This week for Take a Test Tuesday I took the revised Systemising Quotient (SQ-R) test.
Systemizing refers to the drive to understand, construct, predict and/or control the rules of a system. Simon Baron-Cohen, in his desire to wedge autistics into his extreme male brain theory, contrasts systemizing with empathizing as the two primary ways in which humans make sense of their worlds.
The basic premise of the extreme male brain theory is that neurotypical males are better at systemizing and neurotypical females are better at empathizing. Hence, brains can be classified as either male or female according to these aptitudes. Autistic males and females are both better at systemizing, therefore, autistic people have “male brains” and autism is a condition of extreme male neurology.
Using that logic you could also make the case that female basketball players have “male bodies” (i.e. male bodies are on average taller than female bodies, female basketball players have taller bodies on average than females in general, therefore, female basketball players have “male bodies”).
Setting aside the extreme male brain theory, what can we learn from the SQ? The SQ is the subject of several research papers and each time the data show people with ASD generally scoring lower on the EQ and higher on the SQ.
The SQ attempts to measure systemizing in daily life, asking questions about how organized you are when it comes to your financial records, collections or favorite books/music. While the creators tried to avoid introducing bias in terms of subject matter, the test is still vulnerable to this. For example, I want to know the specs of new computer because that’s a topic I’m fairly familiar with.
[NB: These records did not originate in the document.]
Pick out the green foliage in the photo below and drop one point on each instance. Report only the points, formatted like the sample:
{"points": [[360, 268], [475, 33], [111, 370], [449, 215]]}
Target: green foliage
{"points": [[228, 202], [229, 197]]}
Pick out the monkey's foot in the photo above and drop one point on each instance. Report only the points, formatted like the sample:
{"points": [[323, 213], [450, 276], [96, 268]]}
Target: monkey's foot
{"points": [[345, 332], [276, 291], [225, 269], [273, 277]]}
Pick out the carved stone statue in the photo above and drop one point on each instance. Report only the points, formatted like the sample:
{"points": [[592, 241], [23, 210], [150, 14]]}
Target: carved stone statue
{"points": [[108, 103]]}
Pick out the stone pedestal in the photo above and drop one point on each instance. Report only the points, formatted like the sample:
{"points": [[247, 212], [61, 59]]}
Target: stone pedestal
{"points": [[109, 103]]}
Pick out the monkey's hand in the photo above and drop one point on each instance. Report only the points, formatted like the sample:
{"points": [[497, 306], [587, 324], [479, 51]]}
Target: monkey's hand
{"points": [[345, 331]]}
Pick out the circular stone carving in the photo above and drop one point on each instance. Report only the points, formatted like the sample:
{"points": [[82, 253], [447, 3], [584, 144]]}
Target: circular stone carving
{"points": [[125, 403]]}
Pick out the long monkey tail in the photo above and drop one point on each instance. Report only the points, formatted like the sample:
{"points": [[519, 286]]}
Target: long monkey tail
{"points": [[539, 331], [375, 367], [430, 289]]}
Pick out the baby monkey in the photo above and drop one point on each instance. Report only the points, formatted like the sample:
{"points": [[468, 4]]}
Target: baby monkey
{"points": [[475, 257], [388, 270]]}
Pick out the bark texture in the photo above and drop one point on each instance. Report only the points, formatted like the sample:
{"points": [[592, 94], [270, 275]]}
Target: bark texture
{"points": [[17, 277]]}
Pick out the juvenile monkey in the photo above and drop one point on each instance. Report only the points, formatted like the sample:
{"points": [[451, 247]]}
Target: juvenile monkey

I’m less interested in the specs of my car’s engine because that’s a subject I know (and care) little about. The same goes for knowing the species of animals and trees or the make-up of committees and governments. Those aren’t subjects I find highly interesting so regardless of how much of a systemizer I am, I’m only going to have a passing curiosity about them
Much of this still relies on personal interests, though perhaps it balances out in the end. The questions about how I bag my groceries and what my closet looks like made me laugh. I bag groceries by type because that makes them easier to put away at home. I hang my clothes in the closet by type so I can find what I’m looking for quickly.
My theory about systemizing? It all comes down to the fact that when you’re autistic, systemizing isn’t simply a preferred way of thinking, it’s a survival mechanism. Without systems and routines, we’d be constantly getting lost in the details.